Shimukappu (占冠村, Shimukappu-mura) is a village located in the Kamikawa Subprefecture in the island prefecture of Hokkaido in Japan. It has 1,523 inhabitants.

==Tomamu==
Tomamu in the eastern part of the village area is the site of the Hoshino Resorts Tomamu, one of Hokkaido's major ski resorts, located on the southern slopes of Mount Tomamu.
The resort is dominated by four 40-storey (121 metre) high-rise towers built during the boom of the late 1980s. The exteriors of these buildings have recently been redecorated by Klein Dytham architecture (KDa) of Shibuya, Tokyo to make them harmonize better with their surroundings.

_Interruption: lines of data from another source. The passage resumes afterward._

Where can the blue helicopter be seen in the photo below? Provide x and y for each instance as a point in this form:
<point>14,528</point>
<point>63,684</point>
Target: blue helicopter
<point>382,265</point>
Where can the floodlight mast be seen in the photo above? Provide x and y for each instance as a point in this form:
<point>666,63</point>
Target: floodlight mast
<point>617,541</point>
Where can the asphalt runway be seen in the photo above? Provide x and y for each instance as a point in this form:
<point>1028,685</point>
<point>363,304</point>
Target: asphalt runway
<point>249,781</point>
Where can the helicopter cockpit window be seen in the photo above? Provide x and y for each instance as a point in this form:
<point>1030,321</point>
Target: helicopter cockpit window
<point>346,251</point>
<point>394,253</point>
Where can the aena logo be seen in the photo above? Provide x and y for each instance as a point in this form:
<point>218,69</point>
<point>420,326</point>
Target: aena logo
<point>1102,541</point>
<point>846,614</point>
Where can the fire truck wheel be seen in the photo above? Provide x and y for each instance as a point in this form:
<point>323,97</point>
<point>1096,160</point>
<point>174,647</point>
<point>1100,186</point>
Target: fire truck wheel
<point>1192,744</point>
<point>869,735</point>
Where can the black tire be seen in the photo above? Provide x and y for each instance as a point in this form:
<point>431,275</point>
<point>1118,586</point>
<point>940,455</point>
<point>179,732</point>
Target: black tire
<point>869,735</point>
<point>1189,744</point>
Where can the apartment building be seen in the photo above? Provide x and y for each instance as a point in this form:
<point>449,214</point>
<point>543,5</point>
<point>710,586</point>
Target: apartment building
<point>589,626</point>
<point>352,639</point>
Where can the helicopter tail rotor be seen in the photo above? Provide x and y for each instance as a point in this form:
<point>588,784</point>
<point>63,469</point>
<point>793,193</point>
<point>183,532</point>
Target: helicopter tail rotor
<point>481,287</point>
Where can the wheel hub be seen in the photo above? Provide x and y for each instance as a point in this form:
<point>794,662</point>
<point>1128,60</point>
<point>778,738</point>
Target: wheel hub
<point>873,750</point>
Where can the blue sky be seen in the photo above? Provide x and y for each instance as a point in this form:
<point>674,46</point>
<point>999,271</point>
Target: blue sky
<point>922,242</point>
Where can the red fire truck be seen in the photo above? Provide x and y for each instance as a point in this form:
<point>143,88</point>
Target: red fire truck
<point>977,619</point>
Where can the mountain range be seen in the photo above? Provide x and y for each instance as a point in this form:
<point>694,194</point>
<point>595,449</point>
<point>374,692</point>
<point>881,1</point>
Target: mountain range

Shimukappu and Tomamu have a student exchange/sister city program with Aspen, Colorado.

==Horoka Tomamu Montane Forest==
Shimukappu is the location of a new nature reserve, called the Horoka Tomamu Montane Forest, established in 2010, by the United Nations International Year of Biodiversity.

==Climate==
According to the Köppen climate classification, Shimukappu features a humid continental climate (Dfb) with warm, wet summers and cold, extremely snowy winters.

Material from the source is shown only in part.